Even though President Obama has been able to push forward with policy making in his little remaining time in office, when it comes to the new nuclear deal with Iran, the president will most likely lose in a looming fight with a hostile Senate over the agreement, a political scientist at Georgia State University said.

Associate Professor Daniel P. Franklin, an expert on American chief executives, budgeting and the legislative process, said the deal is a classic example of how lame-duck presidents go about making policy.

Franklin is the author of “Pitiful Giants: Presidents in their Final Term” (Palgrave MacMillian, 2014) and “Politics and Film: Political Culture and Film in the United States” (Rowman and Littlefield, 2006), among other publications exploring political culture, executive powers and the relationships between the presidency and Congress.

“This is also an example of the limits of this type of policymaking,” Franklin said. “Without weighing in on the merits of the agreement itself, I predict the president will lose, and lose big.
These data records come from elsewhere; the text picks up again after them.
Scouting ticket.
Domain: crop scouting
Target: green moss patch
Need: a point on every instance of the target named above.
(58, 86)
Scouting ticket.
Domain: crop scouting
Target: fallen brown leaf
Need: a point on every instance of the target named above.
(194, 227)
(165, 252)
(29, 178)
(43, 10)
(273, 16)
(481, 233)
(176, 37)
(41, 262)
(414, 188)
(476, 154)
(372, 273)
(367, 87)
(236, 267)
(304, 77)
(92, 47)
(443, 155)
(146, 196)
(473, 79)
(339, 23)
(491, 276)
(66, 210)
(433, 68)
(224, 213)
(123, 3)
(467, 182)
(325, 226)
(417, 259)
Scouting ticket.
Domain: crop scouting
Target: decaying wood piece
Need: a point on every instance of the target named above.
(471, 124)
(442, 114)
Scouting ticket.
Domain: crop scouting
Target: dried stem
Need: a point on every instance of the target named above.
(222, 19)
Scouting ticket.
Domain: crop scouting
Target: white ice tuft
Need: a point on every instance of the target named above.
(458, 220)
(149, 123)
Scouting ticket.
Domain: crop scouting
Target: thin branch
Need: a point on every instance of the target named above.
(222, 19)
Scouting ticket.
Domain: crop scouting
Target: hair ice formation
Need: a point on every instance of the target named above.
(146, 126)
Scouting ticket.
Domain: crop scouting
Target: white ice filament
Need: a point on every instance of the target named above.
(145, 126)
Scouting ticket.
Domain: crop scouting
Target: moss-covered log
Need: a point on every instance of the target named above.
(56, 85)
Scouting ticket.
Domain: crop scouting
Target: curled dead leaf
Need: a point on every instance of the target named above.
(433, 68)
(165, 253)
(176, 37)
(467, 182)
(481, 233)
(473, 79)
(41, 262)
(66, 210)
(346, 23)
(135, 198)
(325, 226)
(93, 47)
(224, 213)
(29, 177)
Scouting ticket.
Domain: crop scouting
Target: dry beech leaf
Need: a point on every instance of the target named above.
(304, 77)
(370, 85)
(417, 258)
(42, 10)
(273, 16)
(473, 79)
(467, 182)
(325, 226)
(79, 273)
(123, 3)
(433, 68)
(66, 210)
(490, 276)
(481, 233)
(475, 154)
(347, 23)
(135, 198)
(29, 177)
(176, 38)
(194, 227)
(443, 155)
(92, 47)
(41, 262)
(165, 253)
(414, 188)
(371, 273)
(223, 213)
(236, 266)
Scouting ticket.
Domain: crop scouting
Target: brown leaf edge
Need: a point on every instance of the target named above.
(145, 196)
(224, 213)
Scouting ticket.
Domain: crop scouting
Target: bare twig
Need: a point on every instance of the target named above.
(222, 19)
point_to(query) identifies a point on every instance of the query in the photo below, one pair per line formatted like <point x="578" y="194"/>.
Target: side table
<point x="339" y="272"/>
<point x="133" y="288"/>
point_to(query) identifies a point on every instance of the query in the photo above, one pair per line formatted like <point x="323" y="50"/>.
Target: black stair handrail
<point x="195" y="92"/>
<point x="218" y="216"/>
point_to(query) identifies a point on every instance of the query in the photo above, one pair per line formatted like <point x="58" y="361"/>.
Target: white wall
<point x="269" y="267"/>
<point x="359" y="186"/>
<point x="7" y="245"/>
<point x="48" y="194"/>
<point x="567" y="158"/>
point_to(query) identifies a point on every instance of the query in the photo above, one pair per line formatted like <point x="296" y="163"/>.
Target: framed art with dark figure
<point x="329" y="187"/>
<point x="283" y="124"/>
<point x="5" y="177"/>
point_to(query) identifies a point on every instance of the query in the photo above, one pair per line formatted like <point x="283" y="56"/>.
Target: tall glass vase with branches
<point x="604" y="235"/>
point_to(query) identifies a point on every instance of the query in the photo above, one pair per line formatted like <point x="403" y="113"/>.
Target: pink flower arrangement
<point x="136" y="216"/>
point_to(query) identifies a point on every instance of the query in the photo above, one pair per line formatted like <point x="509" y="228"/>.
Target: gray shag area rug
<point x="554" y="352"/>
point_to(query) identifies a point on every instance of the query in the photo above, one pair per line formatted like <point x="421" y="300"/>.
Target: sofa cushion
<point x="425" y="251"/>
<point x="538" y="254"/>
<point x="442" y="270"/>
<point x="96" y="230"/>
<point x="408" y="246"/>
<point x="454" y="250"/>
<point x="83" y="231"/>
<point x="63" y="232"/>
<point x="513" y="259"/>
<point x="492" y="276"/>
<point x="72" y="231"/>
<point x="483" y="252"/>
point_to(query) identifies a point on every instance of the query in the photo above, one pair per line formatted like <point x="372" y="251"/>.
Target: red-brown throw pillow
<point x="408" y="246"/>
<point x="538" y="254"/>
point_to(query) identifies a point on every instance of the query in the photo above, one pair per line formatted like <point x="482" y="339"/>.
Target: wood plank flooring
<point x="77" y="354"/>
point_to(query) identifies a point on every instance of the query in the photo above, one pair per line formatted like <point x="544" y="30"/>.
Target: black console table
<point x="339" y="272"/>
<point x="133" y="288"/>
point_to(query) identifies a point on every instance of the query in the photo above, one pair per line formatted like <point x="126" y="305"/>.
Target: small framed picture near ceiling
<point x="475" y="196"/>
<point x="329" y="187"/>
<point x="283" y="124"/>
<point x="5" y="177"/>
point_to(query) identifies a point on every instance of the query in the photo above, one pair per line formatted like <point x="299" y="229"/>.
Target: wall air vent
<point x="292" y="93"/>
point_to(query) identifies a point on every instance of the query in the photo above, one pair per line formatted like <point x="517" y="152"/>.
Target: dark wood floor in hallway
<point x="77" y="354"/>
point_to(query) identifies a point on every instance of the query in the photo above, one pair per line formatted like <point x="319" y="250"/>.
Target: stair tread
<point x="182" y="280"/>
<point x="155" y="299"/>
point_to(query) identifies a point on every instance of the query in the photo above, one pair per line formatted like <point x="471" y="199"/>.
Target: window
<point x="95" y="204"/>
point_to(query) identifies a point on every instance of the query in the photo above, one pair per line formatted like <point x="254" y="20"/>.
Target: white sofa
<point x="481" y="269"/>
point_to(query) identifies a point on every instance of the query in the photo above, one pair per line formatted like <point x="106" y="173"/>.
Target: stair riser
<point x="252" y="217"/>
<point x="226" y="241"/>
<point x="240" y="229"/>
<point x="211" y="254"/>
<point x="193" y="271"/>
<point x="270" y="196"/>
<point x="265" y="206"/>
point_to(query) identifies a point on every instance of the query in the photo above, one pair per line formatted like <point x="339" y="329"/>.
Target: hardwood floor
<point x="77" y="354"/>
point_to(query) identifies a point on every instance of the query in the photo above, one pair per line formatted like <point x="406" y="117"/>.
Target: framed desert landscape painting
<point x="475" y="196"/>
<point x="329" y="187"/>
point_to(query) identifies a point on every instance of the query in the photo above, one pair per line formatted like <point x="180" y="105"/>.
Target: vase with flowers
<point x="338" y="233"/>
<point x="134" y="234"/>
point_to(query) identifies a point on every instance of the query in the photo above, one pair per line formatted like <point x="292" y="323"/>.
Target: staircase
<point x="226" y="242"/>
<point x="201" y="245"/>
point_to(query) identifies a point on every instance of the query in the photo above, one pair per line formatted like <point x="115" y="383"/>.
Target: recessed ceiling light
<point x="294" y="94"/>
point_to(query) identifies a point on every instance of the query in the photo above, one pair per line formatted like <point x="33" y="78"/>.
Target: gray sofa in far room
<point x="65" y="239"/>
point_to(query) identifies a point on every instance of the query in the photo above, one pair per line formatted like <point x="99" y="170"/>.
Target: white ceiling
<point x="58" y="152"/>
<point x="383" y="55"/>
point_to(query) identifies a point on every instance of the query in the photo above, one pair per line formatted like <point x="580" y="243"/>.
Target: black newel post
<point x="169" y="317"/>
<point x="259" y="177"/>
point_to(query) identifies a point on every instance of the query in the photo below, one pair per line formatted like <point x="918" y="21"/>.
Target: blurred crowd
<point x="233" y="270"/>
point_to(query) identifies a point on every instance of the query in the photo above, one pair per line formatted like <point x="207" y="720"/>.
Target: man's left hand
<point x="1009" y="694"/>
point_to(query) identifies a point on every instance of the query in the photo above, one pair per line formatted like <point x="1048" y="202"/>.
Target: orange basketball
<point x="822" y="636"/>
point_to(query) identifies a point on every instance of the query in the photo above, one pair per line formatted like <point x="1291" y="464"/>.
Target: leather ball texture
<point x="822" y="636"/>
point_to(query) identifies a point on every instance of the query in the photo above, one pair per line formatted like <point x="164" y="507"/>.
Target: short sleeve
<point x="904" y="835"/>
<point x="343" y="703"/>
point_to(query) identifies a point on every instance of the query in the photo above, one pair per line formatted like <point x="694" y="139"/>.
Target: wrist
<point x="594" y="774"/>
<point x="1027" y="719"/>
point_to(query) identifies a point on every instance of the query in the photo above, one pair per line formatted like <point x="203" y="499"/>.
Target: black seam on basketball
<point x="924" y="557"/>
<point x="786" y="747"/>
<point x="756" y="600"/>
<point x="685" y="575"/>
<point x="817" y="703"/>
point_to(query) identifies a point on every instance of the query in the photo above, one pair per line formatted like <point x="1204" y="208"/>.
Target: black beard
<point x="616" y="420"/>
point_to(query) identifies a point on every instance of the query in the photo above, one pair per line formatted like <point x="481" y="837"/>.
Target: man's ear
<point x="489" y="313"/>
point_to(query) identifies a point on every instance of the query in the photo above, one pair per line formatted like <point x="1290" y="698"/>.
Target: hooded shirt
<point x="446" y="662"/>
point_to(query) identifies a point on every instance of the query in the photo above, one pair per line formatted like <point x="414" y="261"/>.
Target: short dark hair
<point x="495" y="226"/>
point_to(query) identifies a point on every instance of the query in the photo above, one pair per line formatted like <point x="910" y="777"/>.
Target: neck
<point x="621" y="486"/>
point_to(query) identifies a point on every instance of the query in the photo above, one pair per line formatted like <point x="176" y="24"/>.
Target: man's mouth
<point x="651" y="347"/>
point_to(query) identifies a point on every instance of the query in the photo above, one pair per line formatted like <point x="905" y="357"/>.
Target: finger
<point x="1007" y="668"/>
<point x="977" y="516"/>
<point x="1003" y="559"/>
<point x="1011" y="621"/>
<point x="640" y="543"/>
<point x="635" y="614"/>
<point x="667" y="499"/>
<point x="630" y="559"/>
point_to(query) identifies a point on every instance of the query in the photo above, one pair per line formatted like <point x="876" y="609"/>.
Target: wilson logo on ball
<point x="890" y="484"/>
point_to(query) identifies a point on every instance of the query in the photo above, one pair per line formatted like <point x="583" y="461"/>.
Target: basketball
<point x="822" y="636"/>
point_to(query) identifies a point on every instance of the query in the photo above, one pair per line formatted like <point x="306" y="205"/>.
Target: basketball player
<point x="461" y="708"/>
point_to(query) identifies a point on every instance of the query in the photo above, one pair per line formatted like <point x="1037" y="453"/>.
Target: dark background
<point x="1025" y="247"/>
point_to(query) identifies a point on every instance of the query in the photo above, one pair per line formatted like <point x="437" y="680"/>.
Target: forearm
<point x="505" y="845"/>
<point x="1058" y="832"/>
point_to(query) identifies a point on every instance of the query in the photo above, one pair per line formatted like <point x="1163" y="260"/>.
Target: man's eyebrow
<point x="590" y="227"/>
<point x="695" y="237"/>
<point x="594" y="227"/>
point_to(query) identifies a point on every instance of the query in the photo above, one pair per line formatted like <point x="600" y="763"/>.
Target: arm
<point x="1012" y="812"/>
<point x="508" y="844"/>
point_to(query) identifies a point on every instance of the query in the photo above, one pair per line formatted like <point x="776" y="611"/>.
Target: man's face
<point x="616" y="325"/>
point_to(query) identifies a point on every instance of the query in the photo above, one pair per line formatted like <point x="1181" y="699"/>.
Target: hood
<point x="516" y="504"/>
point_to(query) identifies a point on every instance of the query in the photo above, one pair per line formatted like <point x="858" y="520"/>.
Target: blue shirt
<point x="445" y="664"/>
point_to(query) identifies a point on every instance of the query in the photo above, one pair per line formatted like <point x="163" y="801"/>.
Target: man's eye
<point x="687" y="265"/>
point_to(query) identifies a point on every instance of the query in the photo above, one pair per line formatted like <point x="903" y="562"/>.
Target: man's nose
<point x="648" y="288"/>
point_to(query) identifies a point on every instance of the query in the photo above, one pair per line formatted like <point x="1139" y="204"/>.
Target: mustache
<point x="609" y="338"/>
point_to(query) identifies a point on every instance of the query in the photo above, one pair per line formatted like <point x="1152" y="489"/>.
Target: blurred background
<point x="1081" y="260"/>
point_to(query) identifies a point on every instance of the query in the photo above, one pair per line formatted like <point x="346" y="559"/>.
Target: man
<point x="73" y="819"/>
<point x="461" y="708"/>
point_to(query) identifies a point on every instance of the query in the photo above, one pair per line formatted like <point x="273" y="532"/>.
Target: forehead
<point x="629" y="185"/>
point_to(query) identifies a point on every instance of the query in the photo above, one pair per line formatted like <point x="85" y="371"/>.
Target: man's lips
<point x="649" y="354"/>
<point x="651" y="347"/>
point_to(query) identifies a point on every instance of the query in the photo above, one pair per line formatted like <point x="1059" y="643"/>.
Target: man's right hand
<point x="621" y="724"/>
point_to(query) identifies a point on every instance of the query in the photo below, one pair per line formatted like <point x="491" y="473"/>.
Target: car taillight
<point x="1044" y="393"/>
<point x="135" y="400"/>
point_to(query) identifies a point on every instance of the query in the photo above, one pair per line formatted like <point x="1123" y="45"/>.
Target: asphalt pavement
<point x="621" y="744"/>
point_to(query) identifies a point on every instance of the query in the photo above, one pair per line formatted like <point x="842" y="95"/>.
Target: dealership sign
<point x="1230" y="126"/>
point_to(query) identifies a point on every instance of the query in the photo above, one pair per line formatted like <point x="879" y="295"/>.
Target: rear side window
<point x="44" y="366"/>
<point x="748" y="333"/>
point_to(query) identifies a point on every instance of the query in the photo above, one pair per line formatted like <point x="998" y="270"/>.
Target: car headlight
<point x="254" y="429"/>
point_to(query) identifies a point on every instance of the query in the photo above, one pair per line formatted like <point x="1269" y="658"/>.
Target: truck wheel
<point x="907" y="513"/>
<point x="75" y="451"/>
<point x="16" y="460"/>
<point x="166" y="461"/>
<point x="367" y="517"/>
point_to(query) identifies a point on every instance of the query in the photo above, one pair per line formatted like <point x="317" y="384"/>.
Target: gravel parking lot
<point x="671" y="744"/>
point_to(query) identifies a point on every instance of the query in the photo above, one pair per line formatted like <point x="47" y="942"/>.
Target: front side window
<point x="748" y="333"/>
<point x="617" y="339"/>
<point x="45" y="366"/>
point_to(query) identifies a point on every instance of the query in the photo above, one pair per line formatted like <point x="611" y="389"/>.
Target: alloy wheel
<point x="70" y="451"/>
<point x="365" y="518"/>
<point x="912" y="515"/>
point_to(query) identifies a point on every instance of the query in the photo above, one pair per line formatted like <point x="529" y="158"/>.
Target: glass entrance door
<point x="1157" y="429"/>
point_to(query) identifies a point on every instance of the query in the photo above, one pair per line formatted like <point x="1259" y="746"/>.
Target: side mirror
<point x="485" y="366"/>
Under the U.S. Constitution, treaties can only be entered with the approval of the Senate – a Senate controlled by the opposite party, and in which many senators have already condemned the agreement.

If the president pushes forward, the matter could make it to the judicial branch to determine the constitutionality of the agreement that the Obama Administration reached with Iran.

“There is no way that the Supreme Court will approve this as a non-binding agreement, not requiring the Advice and Consent of the Senate,” Franklin said. “That decision will be 9-0 in the Supreme Court, as this issue does not break along Democratic-Republican lines.

“And while this matter is held up in the courts, the Obama Administration will run out of time,” he explained. “This just isn’t going to happen.”